McCullar, listed by Texas Tech at 6-foot-6 and 210 pounds, has earned All-Big 12 Conference recognition the past two seasons as an honorable mention pick. He was also a semifinalist in 2022 for the Naismith defensive player of the year award. Through 24 starts and 29 appearances this past season, he averaged 10.1 points, 4.6 rebounds and 3.1 assists per game.
McCullar, who stated in his announcement that playing in the NBA was his priority, was hampered by an injury as a redshirt junior. If he’s fully healthy, maybe McCullar — who shot 40.2% from the field and 31.1% from behind the arc this past season — is better capable of being more of a threat offensively. Regardless, his defensive prowess from him would surely be welcomed.
With a report Sunday from Rivals’ Travis Graf came more support for those who’ve linked Mosley to Kansas as a potential transfer. According to Graf, the Jayhawks are among some of the schools — including Texas Tech, Oklahoma, Texas and more — involved with Mosley. Mosley was both a high school teammate of current Kansas guard Dajuan Harris Jr., and a member of the same MOKAN basketball AAU program Harris and Braun were.
Mosley, who is among the early entry candidates for the upcoming NBA draft, is coming off of a junior season at Missouri State. Listed as a 6-foot-5 and 194-pound guard, Mosley averaged 20.4 points, 6.2 rebounds and 2.3 assists per game across 34 appearances that included 32 starts. He helped the Bears to an appearance in the National Invitation Tournament in 2022, and for the second-straight year he is an All-Missouri Valley Conference, first-team selection.
Mosley, who Braun referred to on Twitter as the best scorer in the nation, certainly knows how to hit shots and would certainly fit that profile that Self is looking for with the Jayhawks.

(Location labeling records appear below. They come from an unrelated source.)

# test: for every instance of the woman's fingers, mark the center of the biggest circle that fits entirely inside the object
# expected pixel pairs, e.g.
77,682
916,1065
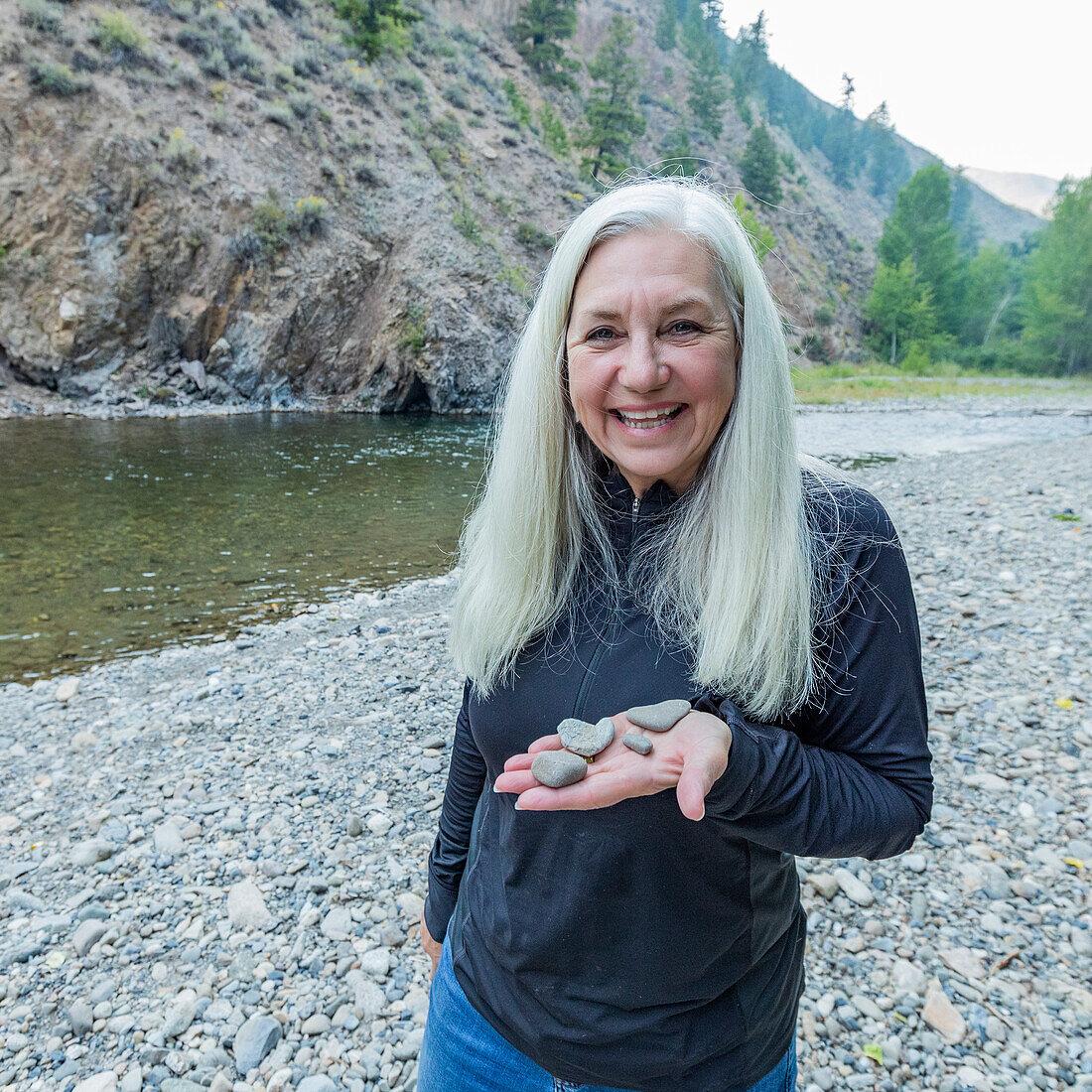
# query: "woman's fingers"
690,756
514,781
596,790
702,763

As a senior, Mosley hit 50.4% of his shots from the field and 42.7% of his shots from behind the arc. And that’s all on top of the fact that he hit 90.2% of his attempts from the free-throw line.
Last week, Hunter included Kansas in his top six alongside Tennessee, Louisville, Gonzaga, Texas and Purdue. He is clearly the least experienced among McCullar, Mosley and himself, having just completed a freshman campaign at Iowa State. However, considering Hunter was a 247Sports Composite four-star recruit out of high school and a top 40 prospect, there’s no doubt Hunter has the talent to warrant attention.
Hunter, listed by the Cyclones as a 6-foot and 178-pound guard, earned the nod as the Big 12’s freshman of the year this past season. Hunter, a member of the Big 12’s all-freshman team, averaged 11 points, 4.9 assists and 3.5 rebounds per game. He started all 35 of the contests he played in for an Iowa State squad that reached the Sweet 16 as well.
Shooting the ball may not have been Hunter’s strength, considering he was only 39.1% from the field, 27.4% from behind the arc and 68.7% from the free-throw line. But he clearly still made his presence felt in games, and would have time to develop further. According to CBS Sports’ Matt Norlander, Hunter and McCullar are among those exploring the option to transfer who are seeking significant NIL compensation.